On 6/25/19 5:03 PM, Martin Sebor wrote:
>
> The caller ensures that handle_char_store is only called for stores
> to arrays (MEM_REF) or single elements as wide as char.
Where? I don't see it, even after fixing the formatting in
strlen_check_and_optimize_stmt :-)
> gimple *stmt = gsi_stmt (*gsi);
>
> if (is_gimple_call (stmt))
I think we can agree that we don't have a call, so this is false.
> else if (is_gimple_assign (stmt) && !gimple_clobber_p (stmt))
> {
> tree lhs = gimple_assign_lhs (stmt);
This should be true IIUC, so we'll go into its THEN block.
> if (TREE_CODE (lhs) == SSA_NAME && POINTER_TYPE_P (TREE_TYPE (lhs)))
Should be false.
> else if (TREE_CODE (lhs) == SSA_NAME && INTEGRAL_TYPE_P (TREE_TYPE
> (lhs)))
Should also be false.
> else if (TREE_CODE (lhs) != SSA_NAME && !TREE_SIDE_EFFECTS (lhs))
Should be true since LHS is a MEM_REF.
> {
> tree type = TREE_TYPE (lhs);
> if (TREE_CODE (type) == ARRAY_TYPE)
> type = TREE_TYPE (type);
> if (TREE_CODE (type) == INTEGER_TYPE
> && TYPE_MODE (type) == TYPE_MODE (char_type_node)
> && TYPE_PRECISION (type) == TYPE_PRECISION (char_type_node))
> {
> if (! handle_char_store (gsi))
> return false;
> }
> }
If TREE_TYPE (type) is an ARRAY_TYPE, we strip the ARRAY_TYPE. We then
verify that TYPE is a single character type. _But_ we stripped away the
ARRAY_TYPE. So ISTM that we allow either an array of chars or a single
char on the LHS.
So how does this avoid multiple character stores?!? We could have had
an ARRAY_REF on the LHS and we never check the number of elements in the
array.
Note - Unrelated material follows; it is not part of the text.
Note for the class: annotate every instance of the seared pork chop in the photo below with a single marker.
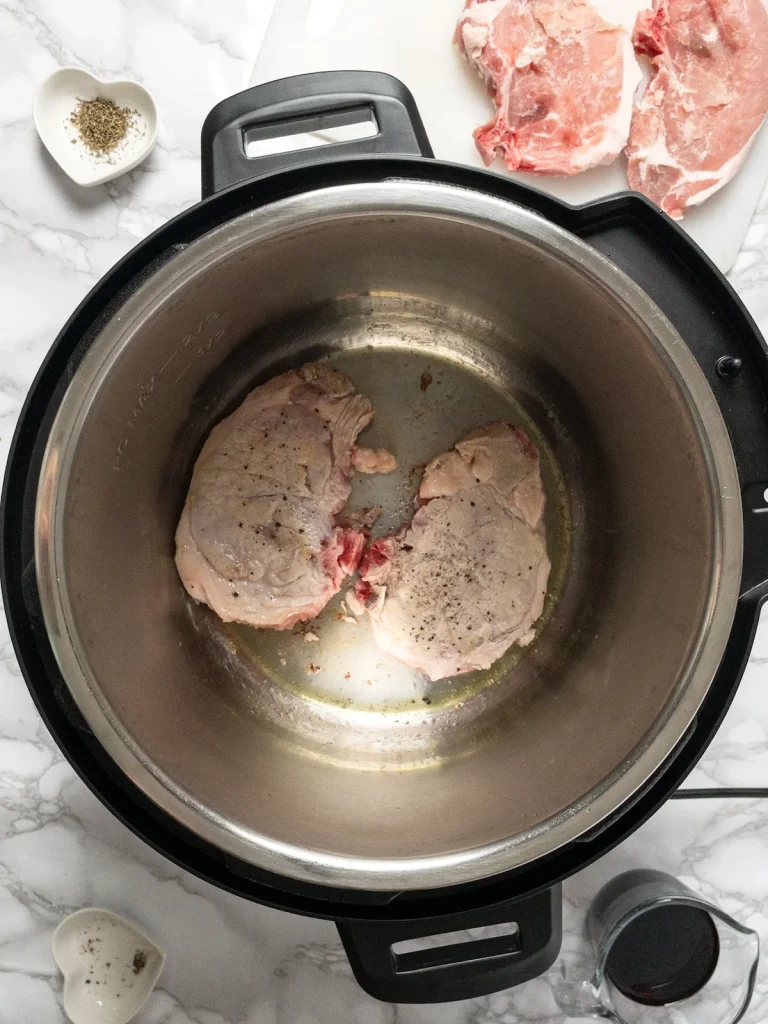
(562, 80)
(467, 579)
(257, 540)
There's no check on the RHS either. SO I don't see how we
guarantee that we're dealing with a single character store.
What am I missing here?
>
> What you describe sounds like
>
> char a[N];
> *(int*)a = 0x31323300;
>
> which is represented as
>
> MEM[(int *)&b] = 825373440;This would be closer (I realize it's not C):
char a[N];
a[0..3] = 0x313233300;
>
> The LHS type of that is int so the function doesn't get called.
I'm concerned about the case where the LHS is an array.
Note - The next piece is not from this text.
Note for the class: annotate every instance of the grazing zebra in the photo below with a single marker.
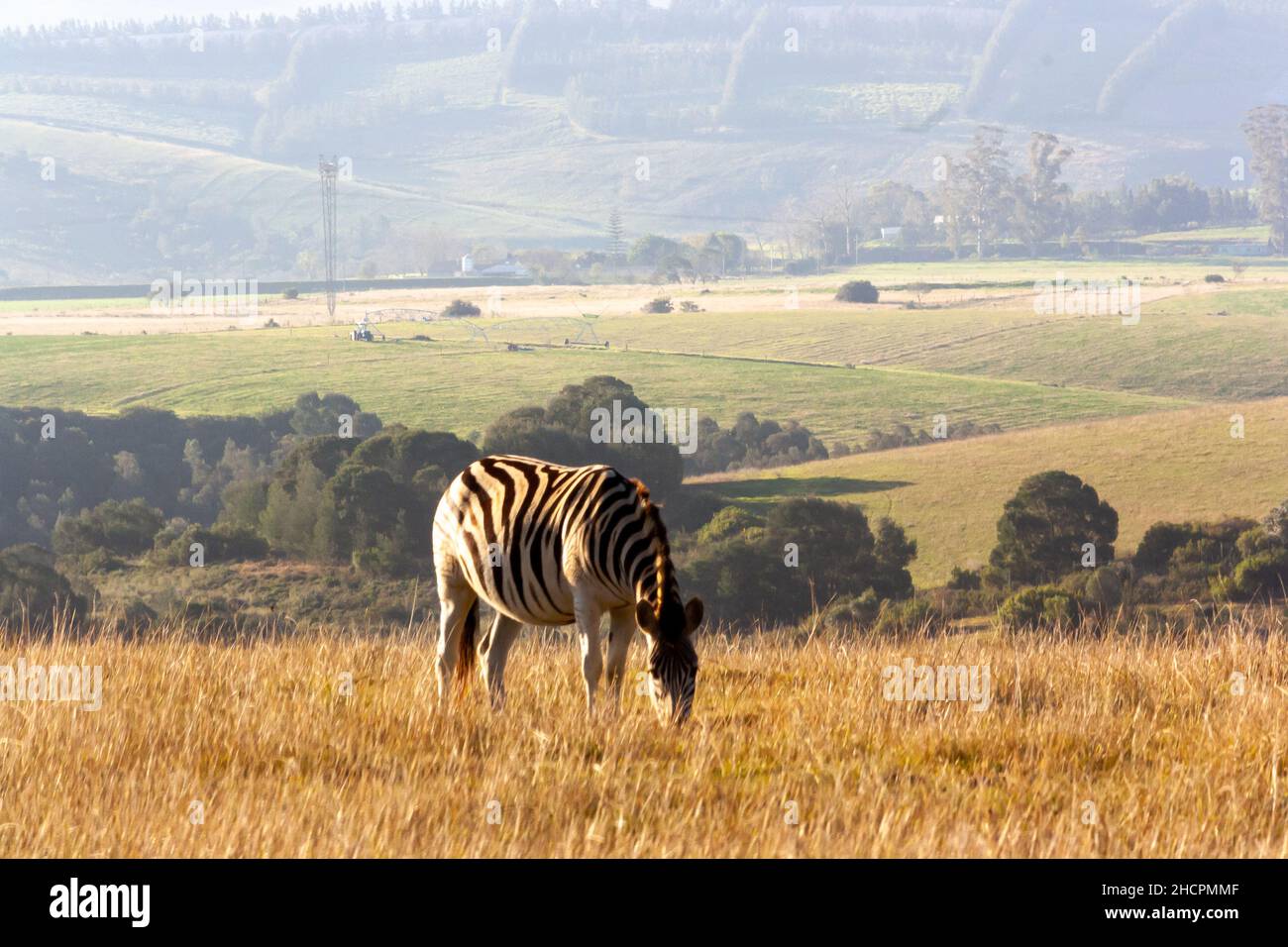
(552, 545)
>> And if the NUL byte in the original was at byte offset 2, then didn't we
>> just change the length by overwriting where the NUL is?
>
> No, because cmp is the result of compare_nonzero_chars and cmp > 0
> means:
>
> 1 if SI is known to start with more than OFF nonzero characters
>
> i.e., the character is being stored before the terminating nul.
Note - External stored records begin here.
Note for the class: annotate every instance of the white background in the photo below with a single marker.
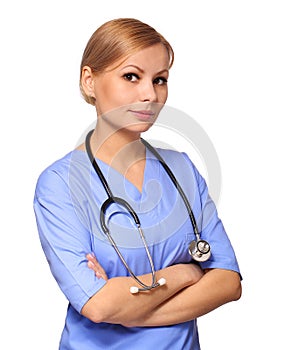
(232, 73)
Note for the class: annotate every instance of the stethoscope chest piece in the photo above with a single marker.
(200, 250)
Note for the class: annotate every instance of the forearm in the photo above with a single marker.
(115, 304)
(215, 288)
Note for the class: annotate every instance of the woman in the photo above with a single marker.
(124, 72)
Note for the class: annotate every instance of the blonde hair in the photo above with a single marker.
(116, 39)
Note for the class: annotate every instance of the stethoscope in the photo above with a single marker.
(199, 249)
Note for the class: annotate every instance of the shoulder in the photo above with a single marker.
(57, 174)
(178, 161)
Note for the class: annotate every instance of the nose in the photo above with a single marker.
(147, 92)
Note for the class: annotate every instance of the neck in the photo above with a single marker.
(120, 149)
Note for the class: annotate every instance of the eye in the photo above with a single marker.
(160, 81)
(132, 77)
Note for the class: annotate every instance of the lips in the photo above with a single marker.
(144, 115)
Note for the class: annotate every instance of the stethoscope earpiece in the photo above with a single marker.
(200, 250)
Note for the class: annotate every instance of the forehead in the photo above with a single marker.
(155, 57)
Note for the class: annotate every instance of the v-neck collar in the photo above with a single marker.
(121, 186)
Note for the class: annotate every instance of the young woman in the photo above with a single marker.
(153, 298)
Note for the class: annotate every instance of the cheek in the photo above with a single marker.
(114, 96)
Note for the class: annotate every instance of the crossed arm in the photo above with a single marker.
(188, 294)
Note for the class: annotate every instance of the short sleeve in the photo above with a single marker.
(64, 239)
(212, 230)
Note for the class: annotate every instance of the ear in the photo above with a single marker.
(87, 81)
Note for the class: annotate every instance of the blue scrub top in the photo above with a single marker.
(67, 200)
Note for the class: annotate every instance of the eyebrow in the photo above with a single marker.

> This is the basis of the original optimization:
>
> /* If si->nonzero_chars > OFFSET, we aren't overwriting '\0',
> and if we aren't storing '\0', we know that the length of the
> string and any other zero terminated string in memory remains
> the same.
But all this is predicated on the assumption that we're dealing with a
single character memory store. I don't see what enforces that precondition.